Hong Kong Councillor Rejects Communist China, Calls for ‘True Democracy’

July 2, 2019 Updated: July 3, 2019

A Hong Kong pro-democracy politician said July 1 that the city will not welcome the governance by the Chinese Communist Party, as over half a million people took to the streets to protest Beijing’s growing encroachment.

“Citizens of Hong Kong will not accept today’s so-called Beijing government in all respects,” Johnny Mak, district councillor and chairman of political group Democratic Alliance, told the Hong Kong bureau of The Epoch Times in an interview on July 1.

A protester waves a “Black Bauhinia” flag as others set up barricades at Lung Wo road outside the Legislative Council in Hong Kong before the flag raising ceremony to mark the 22nd anniversary of handover to China early on July 1, 2019. (Vivek Prakash/AFP/Getty Images)

Mak said many people in Hong Kong see a clear distinction between China and the Chinese communist regime.

“For us, the term China is on a cultural level—we have 5,000 years of culture—but we cannot accept a China under this communist system, this Hong Kong citizens will never agree to.”

Hong Kong’s march on July 1 saw a record number of 550,000 people taking part, according to organizers.

The annual rally, which started in 2003, marks the anniversary of the region’s handover from Britain to China, and has historically called for universal suffrage and democracy.

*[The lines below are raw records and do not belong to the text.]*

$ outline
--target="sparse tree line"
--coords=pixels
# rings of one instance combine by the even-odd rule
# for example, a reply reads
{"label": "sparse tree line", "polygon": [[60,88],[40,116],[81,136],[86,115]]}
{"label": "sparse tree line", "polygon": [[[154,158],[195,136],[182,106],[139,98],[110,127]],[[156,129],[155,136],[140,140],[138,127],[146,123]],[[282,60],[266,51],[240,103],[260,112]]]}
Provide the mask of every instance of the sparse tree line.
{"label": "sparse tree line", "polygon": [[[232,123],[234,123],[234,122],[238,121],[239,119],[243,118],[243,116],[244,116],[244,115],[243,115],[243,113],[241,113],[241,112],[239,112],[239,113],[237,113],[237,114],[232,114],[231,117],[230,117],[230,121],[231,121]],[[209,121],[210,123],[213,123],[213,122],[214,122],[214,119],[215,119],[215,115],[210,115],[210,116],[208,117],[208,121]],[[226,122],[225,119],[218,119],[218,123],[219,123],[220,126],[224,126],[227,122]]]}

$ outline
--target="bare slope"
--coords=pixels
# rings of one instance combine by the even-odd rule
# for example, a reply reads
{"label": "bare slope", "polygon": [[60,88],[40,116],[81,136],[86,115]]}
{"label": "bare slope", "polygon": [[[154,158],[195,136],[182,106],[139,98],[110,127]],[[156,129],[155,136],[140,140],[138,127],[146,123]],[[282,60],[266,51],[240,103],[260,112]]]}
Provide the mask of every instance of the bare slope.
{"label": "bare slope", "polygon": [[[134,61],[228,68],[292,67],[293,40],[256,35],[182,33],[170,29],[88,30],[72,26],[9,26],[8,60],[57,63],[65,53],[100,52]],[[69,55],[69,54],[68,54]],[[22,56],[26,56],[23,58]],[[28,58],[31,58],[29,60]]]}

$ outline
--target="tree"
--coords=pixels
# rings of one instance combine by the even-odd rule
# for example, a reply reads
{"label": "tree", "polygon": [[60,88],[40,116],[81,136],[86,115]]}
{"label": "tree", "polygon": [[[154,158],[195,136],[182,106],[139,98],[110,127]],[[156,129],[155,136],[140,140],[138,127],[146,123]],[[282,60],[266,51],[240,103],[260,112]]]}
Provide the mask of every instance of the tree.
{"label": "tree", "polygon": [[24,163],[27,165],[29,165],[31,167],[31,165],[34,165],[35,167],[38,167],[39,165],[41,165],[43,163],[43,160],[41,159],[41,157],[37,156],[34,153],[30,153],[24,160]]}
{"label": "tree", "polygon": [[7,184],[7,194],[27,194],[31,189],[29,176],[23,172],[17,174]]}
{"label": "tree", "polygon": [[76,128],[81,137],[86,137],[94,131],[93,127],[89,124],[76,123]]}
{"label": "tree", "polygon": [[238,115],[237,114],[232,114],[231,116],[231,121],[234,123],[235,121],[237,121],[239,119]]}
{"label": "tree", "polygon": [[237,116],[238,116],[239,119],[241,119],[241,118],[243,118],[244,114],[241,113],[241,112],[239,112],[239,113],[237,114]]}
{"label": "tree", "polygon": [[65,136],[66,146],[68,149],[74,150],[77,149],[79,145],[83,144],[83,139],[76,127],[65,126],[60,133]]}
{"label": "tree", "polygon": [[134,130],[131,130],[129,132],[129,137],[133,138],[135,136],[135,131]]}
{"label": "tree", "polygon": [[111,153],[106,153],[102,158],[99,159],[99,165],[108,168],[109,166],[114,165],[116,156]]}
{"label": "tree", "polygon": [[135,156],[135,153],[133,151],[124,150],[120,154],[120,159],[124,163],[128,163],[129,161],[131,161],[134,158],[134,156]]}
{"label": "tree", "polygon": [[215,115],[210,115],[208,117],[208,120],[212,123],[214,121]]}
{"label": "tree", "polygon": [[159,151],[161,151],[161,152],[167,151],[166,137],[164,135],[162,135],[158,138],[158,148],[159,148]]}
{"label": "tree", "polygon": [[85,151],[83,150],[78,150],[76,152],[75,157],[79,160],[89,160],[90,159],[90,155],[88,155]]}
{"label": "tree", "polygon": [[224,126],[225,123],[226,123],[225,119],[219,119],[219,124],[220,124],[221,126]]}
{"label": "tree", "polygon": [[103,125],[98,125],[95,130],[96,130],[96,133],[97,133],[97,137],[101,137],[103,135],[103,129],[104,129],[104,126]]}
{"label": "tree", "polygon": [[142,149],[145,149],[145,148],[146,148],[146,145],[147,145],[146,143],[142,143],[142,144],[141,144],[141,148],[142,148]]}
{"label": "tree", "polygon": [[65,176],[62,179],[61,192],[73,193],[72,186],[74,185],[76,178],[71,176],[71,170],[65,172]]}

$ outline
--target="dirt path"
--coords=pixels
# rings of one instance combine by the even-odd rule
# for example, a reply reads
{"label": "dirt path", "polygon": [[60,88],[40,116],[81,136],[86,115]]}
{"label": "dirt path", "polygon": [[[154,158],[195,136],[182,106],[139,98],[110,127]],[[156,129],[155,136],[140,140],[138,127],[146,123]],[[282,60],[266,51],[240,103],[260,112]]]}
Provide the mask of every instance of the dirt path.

The theme of this year’s march revolved around the controversial extradition bill that has led to an unprecedented public outcry, and has driven millions of Hongkongers out in protest over the past few weeks.

 july 1 march hong kong
Protesters march on Hong Kong streets with a sign that reads “Resist Tyranny” during the annual rally on July 1, 2019. (Yu Gang/The Epoch Times)

The proposed extradition law would allow anyone in Hong Kong to be sent to the mainland for trial. Opponents say, given the absence of the rule of law in China, the bill would open the door to critics of the regime being transferred to the mainland under false pretenses, and thus further erode the city’s autonomy.

Mak said the series of protests, which at its peak brought out more than one quarter of the city’s population, sends a message to the Beijing: “We will not embrace them. We want true democracy in Hong Kong.”

The councillor said the bill was a wakeup call that has prompted many to recognize the threat posed by the communist regime.

“Hong Kong has hope,” Mak said. “Everyone has seen the true face of the Chinese Communist Party, and now it’s time for us to unite and carry on.”

“This is the hope for Hong Kong,” he said.